Mission Rabies Tanzania: The Adventure Begins. Pt2

Mike arrived in New York last night.  His plane landed at Newark, and he took the train to Penn Station, and then walked to my apartment.  He had a memorable flight, mainly because a passenger on his flight fainted in the aisle.  Oh, I should mention that the passenger was … him!  Apparently, a crappy night’s sleep, a very early wake-up (2:45 a.m.), and not enough water was enough to dehydrate him to the point of passing out.  A little rest and some juice on-board, and he was fine.  We had dinner at home; Mark made tacos.  Then we went to The Strand bookstore so Mike could peruse the comics and graphic novels before heading back in time for our weekly zoom call with the rest of our college buddy group.
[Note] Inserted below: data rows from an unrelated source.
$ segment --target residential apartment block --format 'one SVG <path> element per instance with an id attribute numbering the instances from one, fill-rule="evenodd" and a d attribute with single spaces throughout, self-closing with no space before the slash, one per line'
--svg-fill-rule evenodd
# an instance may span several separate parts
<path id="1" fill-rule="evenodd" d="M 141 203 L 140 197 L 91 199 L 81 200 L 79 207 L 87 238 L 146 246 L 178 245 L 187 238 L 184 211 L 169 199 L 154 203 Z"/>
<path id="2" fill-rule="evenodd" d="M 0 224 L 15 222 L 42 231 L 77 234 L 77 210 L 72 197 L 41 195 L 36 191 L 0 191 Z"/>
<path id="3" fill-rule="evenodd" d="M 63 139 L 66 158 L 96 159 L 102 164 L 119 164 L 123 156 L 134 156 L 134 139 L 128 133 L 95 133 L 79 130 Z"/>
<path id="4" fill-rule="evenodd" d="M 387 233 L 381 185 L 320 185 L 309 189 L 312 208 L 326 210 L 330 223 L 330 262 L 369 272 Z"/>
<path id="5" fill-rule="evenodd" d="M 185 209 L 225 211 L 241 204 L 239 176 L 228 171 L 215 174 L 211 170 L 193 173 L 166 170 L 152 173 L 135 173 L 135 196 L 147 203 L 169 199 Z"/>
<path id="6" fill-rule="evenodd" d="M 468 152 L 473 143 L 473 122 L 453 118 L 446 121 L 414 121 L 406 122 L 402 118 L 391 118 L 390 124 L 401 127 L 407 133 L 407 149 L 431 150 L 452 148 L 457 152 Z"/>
They wished us bon voyage.

This morning we had breakfast (omelets, made by me), and then we puttered around, checking our respective suitcases and backpacks to make sure we had everything we needed.  I’m a pretty obsessive planner, and I was reasonably confident that we were ready for the journey.  The only thing we both didn’t have with us was our all-important negative Covid test, an absolute requirement to fly in KLM.  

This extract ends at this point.